My DS may be going from State primary to Private secondary, could anyone advise how long it could take to adapt and settle into a quite different environment, especially as none of his state school classmates are going.

JustADadHere Tue 11-Mar-14 16:29:30

My son is doing that for next year. I think there will be many other boys that are in the same boat and I am sure that the school has experience in handling the situation. I think the bigger change is primary to secondary, not state to private, and all the boys will be experiencing that...

nibs777 Tue 11-Mar-14 16:39:50

if you choose a indie school that has a balanced intake of both state and private at 11 or 13, then he should be fine from the outset. There are many such very good indie schools.

muffinmonster Tue 11-Mar-14 17:08:35

I agree that the bigger change is that from primary to secondary . My DS was the only student from his state primary to move to his private secondary and settled in quickly. The school were very good at making sure the boys mixed and organised ice breaker activities such as a football tournament and an activities day off site.

One of the big differences for you will be reduced contact with the school teachers and the lack of a 'school gate' culture (thought that could be a bonus, depending on your point of view).

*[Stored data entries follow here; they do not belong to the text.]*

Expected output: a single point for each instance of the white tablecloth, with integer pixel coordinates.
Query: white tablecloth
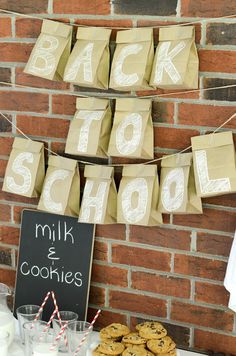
(17, 350)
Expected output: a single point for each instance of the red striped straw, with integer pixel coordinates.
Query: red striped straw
(59, 336)
(58, 315)
(41, 308)
(87, 332)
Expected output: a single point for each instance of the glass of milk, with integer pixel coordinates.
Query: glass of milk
(43, 344)
(26, 313)
(66, 316)
(4, 342)
(76, 330)
(7, 323)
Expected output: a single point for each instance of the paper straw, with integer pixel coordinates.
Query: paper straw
(58, 315)
(41, 308)
(59, 335)
(87, 332)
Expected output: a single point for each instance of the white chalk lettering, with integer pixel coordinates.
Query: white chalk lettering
(24, 172)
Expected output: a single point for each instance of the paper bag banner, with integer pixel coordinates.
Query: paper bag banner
(90, 129)
(25, 170)
(99, 202)
(51, 51)
(214, 164)
(132, 131)
(176, 60)
(177, 186)
(138, 196)
(132, 61)
(89, 62)
(61, 189)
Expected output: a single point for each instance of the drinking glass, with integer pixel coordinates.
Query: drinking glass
(76, 330)
(31, 329)
(4, 341)
(43, 344)
(26, 313)
(66, 316)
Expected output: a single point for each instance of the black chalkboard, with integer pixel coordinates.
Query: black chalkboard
(55, 255)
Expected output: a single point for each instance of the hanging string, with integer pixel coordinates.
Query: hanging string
(121, 165)
(107, 96)
(113, 27)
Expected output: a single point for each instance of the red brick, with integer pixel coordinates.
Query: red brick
(6, 145)
(222, 200)
(98, 7)
(9, 235)
(169, 137)
(109, 275)
(205, 115)
(200, 267)
(5, 27)
(16, 198)
(221, 220)
(100, 251)
(177, 287)
(158, 236)
(3, 165)
(214, 244)
(5, 212)
(202, 8)
(20, 101)
(63, 104)
(43, 126)
(25, 6)
(178, 333)
(5, 126)
(214, 61)
(203, 316)
(115, 231)
(134, 256)
(137, 303)
(33, 81)
(28, 28)
(207, 340)
(106, 317)
(15, 52)
(211, 293)
(163, 112)
(106, 23)
(8, 277)
(97, 296)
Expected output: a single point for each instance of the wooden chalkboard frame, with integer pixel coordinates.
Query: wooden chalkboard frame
(22, 296)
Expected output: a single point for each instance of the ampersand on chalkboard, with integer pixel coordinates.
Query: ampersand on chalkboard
(52, 252)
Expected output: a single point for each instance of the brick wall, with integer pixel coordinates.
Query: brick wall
(172, 273)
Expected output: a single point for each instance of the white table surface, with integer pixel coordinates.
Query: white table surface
(17, 349)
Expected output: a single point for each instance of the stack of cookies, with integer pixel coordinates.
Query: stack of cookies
(149, 339)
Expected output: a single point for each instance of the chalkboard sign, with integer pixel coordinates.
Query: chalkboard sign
(55, 255)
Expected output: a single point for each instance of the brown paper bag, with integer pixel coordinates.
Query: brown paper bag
(176, 60)
(89, 62)
(90, 129)
(177, 187)
(25, 170)
(100, 196)
(138, 196)
(214, 164)
(51, 51)
(133, 59)
(132, 131)
(61, 188)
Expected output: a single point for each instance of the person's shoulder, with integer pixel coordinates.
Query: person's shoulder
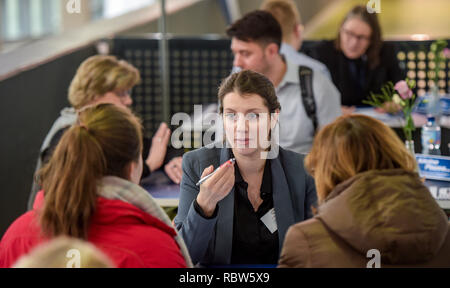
(204, 153)
(291, 158)
(325, 45)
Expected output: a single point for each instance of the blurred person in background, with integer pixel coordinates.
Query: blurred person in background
(286, 13)
(105, 79)
(358, 59)
(91, 192)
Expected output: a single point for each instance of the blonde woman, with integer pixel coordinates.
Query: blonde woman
(369, 198)
(105, 79)
(91, 192)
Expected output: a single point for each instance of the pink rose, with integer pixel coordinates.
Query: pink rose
(403, 89)
(447, 53)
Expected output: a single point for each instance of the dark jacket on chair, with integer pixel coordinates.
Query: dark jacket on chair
(371, 80)
(209, 241)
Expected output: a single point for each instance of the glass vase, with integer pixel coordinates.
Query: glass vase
(410, 147)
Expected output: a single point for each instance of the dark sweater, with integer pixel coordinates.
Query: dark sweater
(353, 78)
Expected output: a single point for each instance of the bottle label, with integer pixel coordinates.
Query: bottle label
(431, 140)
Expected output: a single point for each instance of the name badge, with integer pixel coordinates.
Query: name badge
(270, 221)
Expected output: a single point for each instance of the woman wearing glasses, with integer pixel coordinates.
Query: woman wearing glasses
(240, 215)
(358, 59)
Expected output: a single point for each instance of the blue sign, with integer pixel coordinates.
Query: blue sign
(434, 167)
(422, 106)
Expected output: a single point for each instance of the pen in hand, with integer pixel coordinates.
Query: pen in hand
(231, 161)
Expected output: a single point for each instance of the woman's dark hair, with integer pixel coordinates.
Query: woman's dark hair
(105, 141)
(376, 40)
(249, 82)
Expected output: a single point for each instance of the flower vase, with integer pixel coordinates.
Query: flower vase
(410, 147)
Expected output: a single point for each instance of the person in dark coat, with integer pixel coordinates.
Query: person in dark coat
(358, 59)
(374, 210)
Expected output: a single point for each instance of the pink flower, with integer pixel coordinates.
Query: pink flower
(447, 53)
(403, 89)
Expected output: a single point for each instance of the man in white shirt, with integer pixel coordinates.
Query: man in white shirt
(287, 15)
(256, 40)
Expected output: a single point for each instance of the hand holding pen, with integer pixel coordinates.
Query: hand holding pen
(215, 185)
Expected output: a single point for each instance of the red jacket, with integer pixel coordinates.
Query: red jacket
(129, 236)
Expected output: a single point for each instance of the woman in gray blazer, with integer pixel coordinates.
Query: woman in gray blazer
(240, 215)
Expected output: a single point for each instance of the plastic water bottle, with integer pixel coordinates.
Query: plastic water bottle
(431, 137)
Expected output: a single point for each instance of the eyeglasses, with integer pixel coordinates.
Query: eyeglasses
(350, 34)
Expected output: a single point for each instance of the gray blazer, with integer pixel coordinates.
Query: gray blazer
(209, 241)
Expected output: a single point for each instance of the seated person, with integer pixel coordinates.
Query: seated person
(91, 192)
(358, 59)
(255, 43)
(104, 79)
(240, 214)
(370, 197)
(287, 14)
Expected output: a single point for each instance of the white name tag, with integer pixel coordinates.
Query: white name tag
(270, 221)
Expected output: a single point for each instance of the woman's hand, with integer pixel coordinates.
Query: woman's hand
(173, 169)
(216, 187)
(158, 150)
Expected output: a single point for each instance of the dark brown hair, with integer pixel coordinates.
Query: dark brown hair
(354, 144)
(376, 40)
(106, 140)
(249, 82)
(259, 26)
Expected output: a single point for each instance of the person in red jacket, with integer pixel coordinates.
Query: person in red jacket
(91, 192)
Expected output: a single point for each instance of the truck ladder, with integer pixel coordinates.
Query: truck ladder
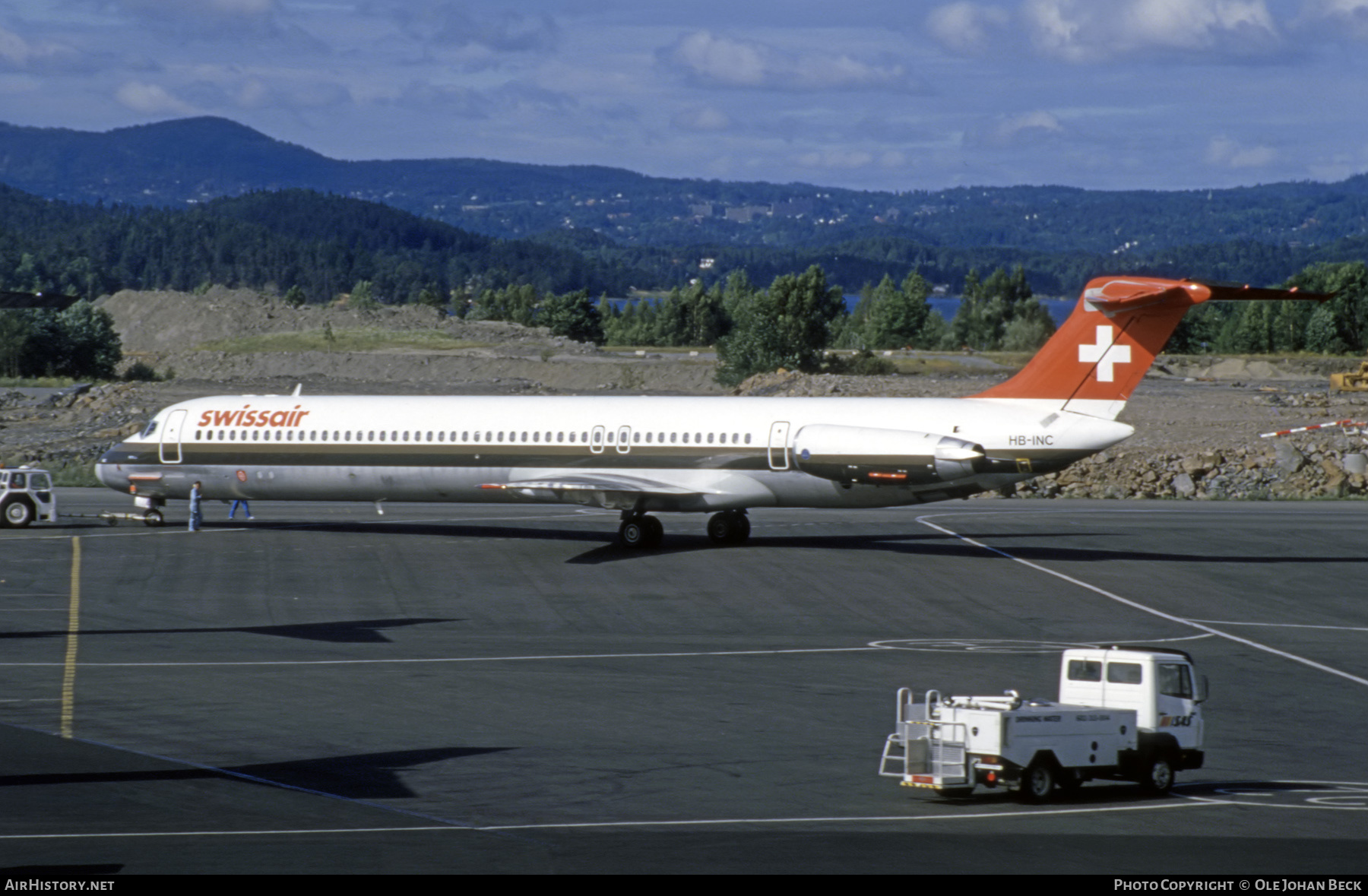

DS's school circulated parents' contact details (with their permission) within each form, and one enterprising mum organised a meal out for all of us. This was very popular and has been repeated now a few times. I would strongly recommend it if you are able to contact other parents.

ATrueBeliever Tue 11-Mar-14 17:34:07

There is probably a bigger gap between primary and secondary in general than in state to private to be honest. The biggest stretch in both is the amount that the kids have to do for themselves - organising their books and lockers, getting round the different classrooms and teachers, managing their timetable and homework. Some prep schools are operate closer to senior schools in the top years (eg in year 6 children have specialist teachers for all subjects, lockets in a hallway, move from room to room for lessons), whereas many prep schools are much small than their state neighbours (ds will be coming from a prep school which is essentially 2 semi detached houses which have been connected).

In terms of getting used to a private school setting, I would say that the biggest jump is probably in the amount and level of sport. It may be worth looking at the range of sports which your secondary actively play (usually, but not always, rugby, hockey and cricket will be amongst the main sports, but there will be a large variety). It may also be worthwhile looking at the feeder prep websites to see which sports they usually play. There will be lots of courses and time over the summer to get used to playing one of those sports if he doesn't already which will give him a head start or at least a familiarisation.

purpleroses Tue 11-Mar-14 17:54:27

I don't know but am wondering the same thing for my DD who'll be moving from a lovely, friendly but quite laid back state primary to a very academic private secondary. Moving from one sector to the other does tend to mean they don't know anyone else. And it will be a change in the social mix - she's used to her friends saying we have a big house, but I think the friends at the private school will consider it very modest!

muffinmonster - that sounds really nice to get to know some of the other parents. I do feel quite nervous about whether I'd fit in with them though.

My DD will love doing more sport - and fortunately as she's a girl it's a continuation of hockey which she already does (the boys do rugby which her state school - like most - doesn't teach)

TessRA Tue 11-Mar-14 18:45:14

Thank you for all the replies, very helpful. Not being at the school gates will be a huge bonus actually. I guess I have similar worries to other state school parents in this situation, ie we are quite well off by my son's current school standards but I suspect we'll be pretty ordinary at the new school. It's not selective so there will be a mix of abilities. We have a middle class lifestyle but I am from working class background and to be honest some of the children look very posh, like little prime ministers, and I do sometimes think, Oh heck is this for us. My son is pretty bright and has been awarded an academic scholarship. I guess I am looking for assurance as my DS is a born worried, rather like mesmile

Teddingtonmum1 Wed 12-Mar-14 12:20:37


my DS will be coming from state weekly boarding at an Indy in September , don't really know what to expect except I'm going to be extremely busy with the name tape !!.

Got an invite to the parents tea party am going to have practice my etiquette and brush up on the small talk

Beastofburden Wed 12-Mar-14 12:21:58

DS did that aged 11; there were tons of other state school kids swapping- in fact that whole intake was state kids; the fee paying kids didnt come until they were 13.

biggest issue was the compulsory Latin, but he got over it grin

muffinmonster Wed 12-Mar-14 13:44:12

muffinmonster - that sounds really nice to get to know some of the other parents. I do feel quite nervous about whether I'd fit in with them though.

Don't worry too much about the other parents being 'posh'. What you really need to know is who is nice and who is not (which is not the same at all). Anyone who responds to an invitation to get together is at least interested in being friendly! The parents at DS's selective private school are quite a mixed bunch.